Kehangatan itu ada di kampung. Terlepas dari anda mau bersepakat atau tidak dengan kenyataan ini. Kampung adalah sebuah penanda atas hubungan emosional, yang membuat semua warganya saling terhubung. Di kampung, ada kisah turun-temurun tentang harmoni serta konflik yang kemudian disalurkan melalui mekanisme adat dan tradisi. Di kampung, ada tatanan, sesuatu yang tercipta sejak masa lampau, lalu dipertahankan di masa kini.

Desa Wantopi, Mawasangka, Buton (foto: Ode Tongky)

Di situ ada aspek keras kepala, atau mungkin satu keterbelakangan (sebagaimana kata orang kota), akan tetapi amat kuat mengikat semua warga dalam hukum keseimbangan. Tatanan itu mempererat solidartas, serta perasaan senasib sepenanggungan atas kondisi ekonomi, harapan untuk keadaan yang lebih baik, sera keinginan untuk tidak larut dalam perlombaan untuk ‘menjadi kaya’ sebagaimana manusia kota.

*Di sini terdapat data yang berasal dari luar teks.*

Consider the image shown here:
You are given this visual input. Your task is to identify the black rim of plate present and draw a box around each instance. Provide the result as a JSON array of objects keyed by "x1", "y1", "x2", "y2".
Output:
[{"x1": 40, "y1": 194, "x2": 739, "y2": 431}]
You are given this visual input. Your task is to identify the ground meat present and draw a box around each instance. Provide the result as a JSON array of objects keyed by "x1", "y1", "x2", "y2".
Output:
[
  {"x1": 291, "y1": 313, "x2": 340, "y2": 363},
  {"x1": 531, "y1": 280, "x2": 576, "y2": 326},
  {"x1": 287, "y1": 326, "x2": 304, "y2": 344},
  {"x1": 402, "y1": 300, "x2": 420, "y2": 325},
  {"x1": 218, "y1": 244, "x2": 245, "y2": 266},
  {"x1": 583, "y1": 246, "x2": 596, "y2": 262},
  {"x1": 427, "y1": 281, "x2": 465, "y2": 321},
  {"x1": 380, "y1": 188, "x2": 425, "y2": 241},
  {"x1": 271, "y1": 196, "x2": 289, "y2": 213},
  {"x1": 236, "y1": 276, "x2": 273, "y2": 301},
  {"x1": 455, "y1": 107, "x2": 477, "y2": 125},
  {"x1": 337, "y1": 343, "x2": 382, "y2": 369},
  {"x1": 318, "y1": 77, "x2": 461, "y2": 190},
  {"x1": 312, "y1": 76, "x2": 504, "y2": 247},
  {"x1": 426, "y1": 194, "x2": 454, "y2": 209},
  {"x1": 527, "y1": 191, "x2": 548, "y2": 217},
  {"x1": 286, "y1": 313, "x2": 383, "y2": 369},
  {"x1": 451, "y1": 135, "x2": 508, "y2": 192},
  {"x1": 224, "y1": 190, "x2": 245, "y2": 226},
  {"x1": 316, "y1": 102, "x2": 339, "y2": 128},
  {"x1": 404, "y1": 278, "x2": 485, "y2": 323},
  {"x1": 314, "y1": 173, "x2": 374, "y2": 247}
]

Aku tiba-tiba saja merindukan saat-saat ketika duduk di pinggir laut, sambil melihat menari tenggelam di ufuk sana. Di kota-kota, yang udaranya dirampas oleh dengus napas modernisasi, matahari tenggelam telah lama kehilangan pesona. Matahari itu telah tertutup oleh bangunan tinggi serta asap pekat knalpot kenderaan bermotor.

Namun, apakah kampung masih seromantis dahulu ketika semua orang sama-sama menunggu pagi di tepi laut sembari menanti kedatangan nelayan? Entahlah.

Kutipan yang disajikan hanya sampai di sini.